Posted by Nick Case On June - 21 - 2009

Health Savings Accounts (has), which are also called Medical Savings Accounts, can be a great way to save on medical and health insurance costs.  An HSA offers a solution that can help you control the high price of health insurance.  You do this by paying less for your medical insurance and saving some of your own money to go towards paying for medical expenses.  It works together with a medical insurance policy with a high deductible and helps you to save money on your health care expenses in several different ways.

A Health Savings Account is a savings account that is tax-sheltered.  It is intended to help with the high cost of health insurance premiums.  The HSA was established with the passage of the Medicare Prescription Drug, Improvement and Modernization Act of 2003.  It was intended to improve upon the Medical Savings Account (MSA).  The HSA is like an IRA for medical costs and has similar regulations and rules.

One common way to save on health insurance premium costs is to choose a higher deductible.  An HSA works hand in hand with high deductible insurance plans to help you save money on medical expenses.  To do this you can enroll in a health insurance plan with a high deductible.  This can be done with either an employer or individual insurance plan.  Next you open an HSA, with its advantages and restrictions that are similar to an IRA.   You can contribute to your HSA each year up to a maximum amount.  Deposits made into your HSA are not subject to tax when you make the contribution and can be used for medical expenses at any time tax-free.  You can use funds from your HSA to pay for insurance policy deductibles as well as for medical expenses not covered such as vision, dental and alternative medical procedures by your health insurance plan.
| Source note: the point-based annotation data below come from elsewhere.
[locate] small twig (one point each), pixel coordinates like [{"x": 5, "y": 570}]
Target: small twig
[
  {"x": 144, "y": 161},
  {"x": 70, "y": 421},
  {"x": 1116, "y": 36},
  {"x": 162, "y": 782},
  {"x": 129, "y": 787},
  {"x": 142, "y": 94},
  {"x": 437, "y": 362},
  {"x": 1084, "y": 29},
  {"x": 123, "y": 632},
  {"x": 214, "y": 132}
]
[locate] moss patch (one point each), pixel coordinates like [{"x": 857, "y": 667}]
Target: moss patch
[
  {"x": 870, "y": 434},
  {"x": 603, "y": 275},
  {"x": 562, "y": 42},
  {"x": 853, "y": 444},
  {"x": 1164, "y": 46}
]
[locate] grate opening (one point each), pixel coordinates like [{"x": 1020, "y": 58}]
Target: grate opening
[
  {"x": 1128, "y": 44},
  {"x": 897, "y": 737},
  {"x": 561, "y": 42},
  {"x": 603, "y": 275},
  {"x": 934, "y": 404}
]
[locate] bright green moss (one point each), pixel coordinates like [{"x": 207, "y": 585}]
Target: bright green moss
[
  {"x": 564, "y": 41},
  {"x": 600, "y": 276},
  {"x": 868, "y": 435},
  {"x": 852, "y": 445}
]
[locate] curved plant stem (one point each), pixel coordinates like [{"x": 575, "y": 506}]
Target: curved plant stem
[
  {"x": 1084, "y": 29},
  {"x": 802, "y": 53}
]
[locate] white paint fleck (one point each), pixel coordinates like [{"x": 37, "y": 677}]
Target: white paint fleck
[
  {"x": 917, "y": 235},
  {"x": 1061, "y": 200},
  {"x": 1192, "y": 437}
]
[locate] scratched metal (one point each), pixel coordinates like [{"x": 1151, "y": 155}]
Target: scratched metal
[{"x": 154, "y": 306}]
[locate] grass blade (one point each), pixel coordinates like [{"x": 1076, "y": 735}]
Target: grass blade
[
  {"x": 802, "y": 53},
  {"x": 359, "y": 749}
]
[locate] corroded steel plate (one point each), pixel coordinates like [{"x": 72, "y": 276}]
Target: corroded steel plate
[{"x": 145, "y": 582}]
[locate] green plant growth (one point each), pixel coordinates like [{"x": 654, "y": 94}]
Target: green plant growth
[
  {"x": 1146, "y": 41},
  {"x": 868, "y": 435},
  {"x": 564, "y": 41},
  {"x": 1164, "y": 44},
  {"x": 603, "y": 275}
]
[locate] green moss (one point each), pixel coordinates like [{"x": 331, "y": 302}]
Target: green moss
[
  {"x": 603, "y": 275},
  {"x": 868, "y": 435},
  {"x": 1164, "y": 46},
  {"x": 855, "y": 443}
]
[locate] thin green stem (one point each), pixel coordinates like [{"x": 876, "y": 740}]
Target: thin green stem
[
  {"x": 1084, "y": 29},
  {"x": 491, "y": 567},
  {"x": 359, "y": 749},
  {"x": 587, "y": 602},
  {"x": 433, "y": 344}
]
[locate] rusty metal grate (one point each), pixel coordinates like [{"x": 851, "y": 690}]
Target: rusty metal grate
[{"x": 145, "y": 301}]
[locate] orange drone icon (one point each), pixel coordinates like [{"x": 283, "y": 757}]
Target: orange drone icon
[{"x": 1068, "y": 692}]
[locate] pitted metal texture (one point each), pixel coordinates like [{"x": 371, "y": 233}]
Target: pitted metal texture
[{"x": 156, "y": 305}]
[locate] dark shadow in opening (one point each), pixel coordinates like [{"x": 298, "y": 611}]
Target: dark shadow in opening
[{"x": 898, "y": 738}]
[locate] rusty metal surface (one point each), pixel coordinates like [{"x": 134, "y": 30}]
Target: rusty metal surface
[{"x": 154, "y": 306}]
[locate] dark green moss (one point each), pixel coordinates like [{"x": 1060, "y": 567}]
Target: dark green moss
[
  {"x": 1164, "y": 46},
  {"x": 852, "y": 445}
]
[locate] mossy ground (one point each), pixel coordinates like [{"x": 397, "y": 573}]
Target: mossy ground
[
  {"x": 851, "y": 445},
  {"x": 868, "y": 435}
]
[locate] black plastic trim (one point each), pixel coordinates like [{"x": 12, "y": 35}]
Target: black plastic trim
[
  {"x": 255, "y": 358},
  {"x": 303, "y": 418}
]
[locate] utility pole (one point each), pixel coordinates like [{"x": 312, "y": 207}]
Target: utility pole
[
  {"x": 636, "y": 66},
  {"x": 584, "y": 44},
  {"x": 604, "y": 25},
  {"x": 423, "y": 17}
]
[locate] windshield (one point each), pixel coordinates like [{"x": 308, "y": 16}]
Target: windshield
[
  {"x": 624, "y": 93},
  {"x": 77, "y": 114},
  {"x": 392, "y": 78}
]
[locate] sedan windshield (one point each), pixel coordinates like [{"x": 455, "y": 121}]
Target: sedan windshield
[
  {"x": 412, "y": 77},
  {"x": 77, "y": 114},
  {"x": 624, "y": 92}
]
You will save money with your HSA in two ways.  The first way you will save, is that you will pay a lot less for health insurance.  This is because you will be paying from your savings.  When you choose a high deductible, your insurance premium is less expensive.  You will also save money because the money you contribute to your HSA is all tax deductible.

If you medical costs in a year are more than your deductible, your health insurance policy pays your medical expenses just like any other insurance policy would.  It works the same as any other health insurance policy.  It’s just that your deductible is higher, but you are paying for it with tax-deductible money.

The money that is in your HSA belongs to you.  If you end up not needing it for medical expenses in a particular year, the amount remains in your account and either earns interest or can also be invested at your direction.  You will still be eligible to make the maximum contribution in the following year and the extra amount in your account does not change your deductible in any way.  You are not made to pay more medical costs before your health insurance coverage begins.

Any money that you don’t use for medical expenses stays in your account and earns interest that is tax-free.  The only time you will be required to pay taxes on the money in your HSA is if you end up withdrawing it and not using the money to pay for medical expenses.